In 1939, Scott returned to Howard University to an appointment as assistant professor of pediatrics. He spent the rest of his career there. After seeing many children with symptoms of sickle cell disease admitted to Howard University Hospital, Scott began to focus on study of disease despite having no formal training in blood diseases.
Over the next few decades, Scott and co-workers at Howard University published hundreds of articles on sickle cell disease as well as on treatment methods. In 1948, Scott authored a pioneering scientific study on the incidence of red cell sickling in newborn infants. Outside of sickle cell disease, Scott was also the first to report growth and development norms for healthy African American children, which became the basis of nationwide standards.

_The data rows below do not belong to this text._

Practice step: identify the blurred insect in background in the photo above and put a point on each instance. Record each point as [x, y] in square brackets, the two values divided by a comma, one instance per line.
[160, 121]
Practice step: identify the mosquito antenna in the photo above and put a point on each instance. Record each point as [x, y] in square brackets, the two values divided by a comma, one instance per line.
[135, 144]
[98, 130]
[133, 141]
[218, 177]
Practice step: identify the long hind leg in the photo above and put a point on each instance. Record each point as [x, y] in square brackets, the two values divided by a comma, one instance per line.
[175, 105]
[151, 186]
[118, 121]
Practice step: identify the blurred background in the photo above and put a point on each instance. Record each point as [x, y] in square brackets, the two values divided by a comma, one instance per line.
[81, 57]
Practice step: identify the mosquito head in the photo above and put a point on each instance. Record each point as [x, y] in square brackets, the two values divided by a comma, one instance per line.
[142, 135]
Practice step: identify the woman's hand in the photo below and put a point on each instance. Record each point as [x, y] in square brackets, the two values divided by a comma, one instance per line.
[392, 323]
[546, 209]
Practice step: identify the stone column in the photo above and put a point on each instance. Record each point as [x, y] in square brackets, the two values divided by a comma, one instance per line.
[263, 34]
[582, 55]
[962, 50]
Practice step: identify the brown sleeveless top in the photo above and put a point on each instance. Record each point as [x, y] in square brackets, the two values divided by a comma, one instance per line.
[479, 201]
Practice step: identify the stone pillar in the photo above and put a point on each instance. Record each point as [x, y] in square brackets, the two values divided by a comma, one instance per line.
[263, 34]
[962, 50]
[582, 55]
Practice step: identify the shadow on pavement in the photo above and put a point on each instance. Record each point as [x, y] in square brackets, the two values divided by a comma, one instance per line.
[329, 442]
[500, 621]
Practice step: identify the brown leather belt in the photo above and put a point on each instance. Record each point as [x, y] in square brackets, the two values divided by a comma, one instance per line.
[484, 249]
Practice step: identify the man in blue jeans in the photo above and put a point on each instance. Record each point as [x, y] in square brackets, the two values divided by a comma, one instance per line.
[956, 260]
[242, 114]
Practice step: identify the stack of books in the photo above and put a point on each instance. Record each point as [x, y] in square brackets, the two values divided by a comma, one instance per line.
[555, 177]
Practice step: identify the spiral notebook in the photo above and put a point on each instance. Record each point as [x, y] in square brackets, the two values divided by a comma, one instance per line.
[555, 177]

Among his biggest challenges was persuading the government to provide funding for research. Scott lobbied the U.S. Congress tirelessly and testified on a number of occasions to get the 1972 and subsequent legislation passed. His years of advocacy culminated in the passage of the Sickle Cell Anemia Control Act of 1972, which finally provided nationwide federal funding into the most common genetic disease in the United States.
In 1972, Scott established Howard University’s Center for Sickle Cell Disease. In addition to implementing comprehensive patient care and research into the disease, Scott organized yearly national conferences on blood diseases. His legacy continues now through lectures such that bear his name at Howard University.
The Howard University Center for Sickle Cell Disease remains a key U.S. institute for the study of new sickle cell drugs. The center has a history of treating a high volume of patients and, as a result, has participated in nearly every major clinical trial that has led to FDA-approved medications for sickle cell disease.